Follow up to the War on Drugs posting

Who's getting rich off the War on Drugs and the War on Crime? "Free Market" Thugs like these are cashing in off your tax dollars while showering your elected "representatives" with gifts, trips, campaign funds, and propaganda ammo from their corporate funded think-tanks.

Wackenhut was founded in 1954 by former FBI agent George Wackenhut. From the beginning the company engaged in dubious activities such as assisting the McCarthy Witchhunt. By 1965 the company could boast that it maintained files on 2. 5 million US citizens, participants in the Civil Rights and Anti Vietnam War Movements were targets. The assistance of far right causes was, however, not confined to the US Homeland. In 1977 the company obtained permission to operate in Belgium. Wackenhut’s first local director was Jean-Francis Calmete who hired members of the Westland New Post a fascist group. Wackenhut left Belgium in the early 1980’s following allegations that their guards were luring immigrant children into basements and beating them.”

Some more interesting reading:
Private Security Revelations On Group4 and Wackenhut
Abuse and Profiteering

Let’s face it, there's a hell of a lot of money to be made in "Crime," and not just by those who commit it, but by those entrusted with "fighting" it as well. It is in the financial interest of corporations like Wackenhut to have a frightened populace demanding that someone "save them" from the scourge of drugs, terrorism, crime, communism or whatever the Boogieman-of-the-Week happens to be.

When the government runs the Corrections Facilities, it is in their interest to keep prison populations as low as possible. However, with Privatization of the Prison System, “Industry experts state a 90-95% capacity rate is necessary to attract investors, ensuring a vested interest in a growing prison population for the future.” That’s what Greg Palast refers to as a Free Market in Human Misery.

You want to see any kind of real reform regarding the drug war or any other meaningful issues? Then we need to address campaign and lobbying reform FIRST. You need to take away the ability of corporations and well funded special interests to purchase our politicians outright. Clean up K-Street. When CEO's have no more access to our elected representatives than the average schmoe, only then you will see real representation and real change.

Until then, it really won't matter much if the bums you elect come with a D or an R after their names. They'll still be serving their real masters, who all have an Inc. after their names.

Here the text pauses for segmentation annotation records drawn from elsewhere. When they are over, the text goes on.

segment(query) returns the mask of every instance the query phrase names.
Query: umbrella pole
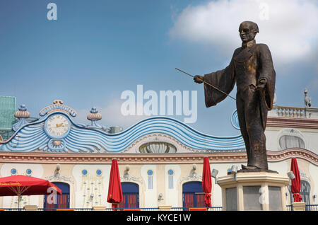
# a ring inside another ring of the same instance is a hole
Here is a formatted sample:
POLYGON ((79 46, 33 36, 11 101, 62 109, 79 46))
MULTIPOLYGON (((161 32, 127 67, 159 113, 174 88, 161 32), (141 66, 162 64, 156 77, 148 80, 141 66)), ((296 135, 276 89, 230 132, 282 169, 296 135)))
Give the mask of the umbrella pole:
POLYGON ((21 195, 18 195, 18 211, 20 209, 20 200, 21 195))

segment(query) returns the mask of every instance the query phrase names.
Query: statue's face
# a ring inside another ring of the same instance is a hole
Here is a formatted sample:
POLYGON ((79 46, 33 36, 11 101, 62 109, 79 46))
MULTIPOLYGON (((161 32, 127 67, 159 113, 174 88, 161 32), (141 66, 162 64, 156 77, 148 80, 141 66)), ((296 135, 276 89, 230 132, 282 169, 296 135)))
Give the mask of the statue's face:
POLYGON ((243 42, 248 42, 255 38, 257 33, 249 23, 242 23, 239 29, 240 37, 243 42))

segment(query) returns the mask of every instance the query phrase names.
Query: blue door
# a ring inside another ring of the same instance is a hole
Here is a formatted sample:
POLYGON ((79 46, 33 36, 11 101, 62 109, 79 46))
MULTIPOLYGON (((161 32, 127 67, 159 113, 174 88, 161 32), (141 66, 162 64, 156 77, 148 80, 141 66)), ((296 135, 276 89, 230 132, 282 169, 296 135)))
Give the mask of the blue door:
POLYGON ((62 194, 57 195, 55 203, 49 203, 49 195, 45 195, 44 200, 44 208, 49 209, 69 209, 69 185, 62 182, 52 182, 57 188, 61 189, 62 194))
POLYGON ((139 207, 139 186, 134 183, 122 183, 123 200, 119 208, 134 209, 139 207))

William Blake on wrote, "Prisons are built with stones of Law. Brothels with the bricks of religion."

What Blake fails to mention, perhaps because he didn't live in our modern, gilded age, is that both law and religion are the servants of the moneyed class. A man much smarter than me once said, "The function of law and theology are the same: to keep the poor from taking back by violence what the rich have stolen by cunning."

The idea that the owner class and the politician class are somehow at odds with each other is the greatest fraud ever perpetrated on mankind.


BlackLabelAxe said...

The Wackenhut people don't represent the "free" market.

That "free" market is full of insider gifting and law creation to PREVENT any freedom of the market.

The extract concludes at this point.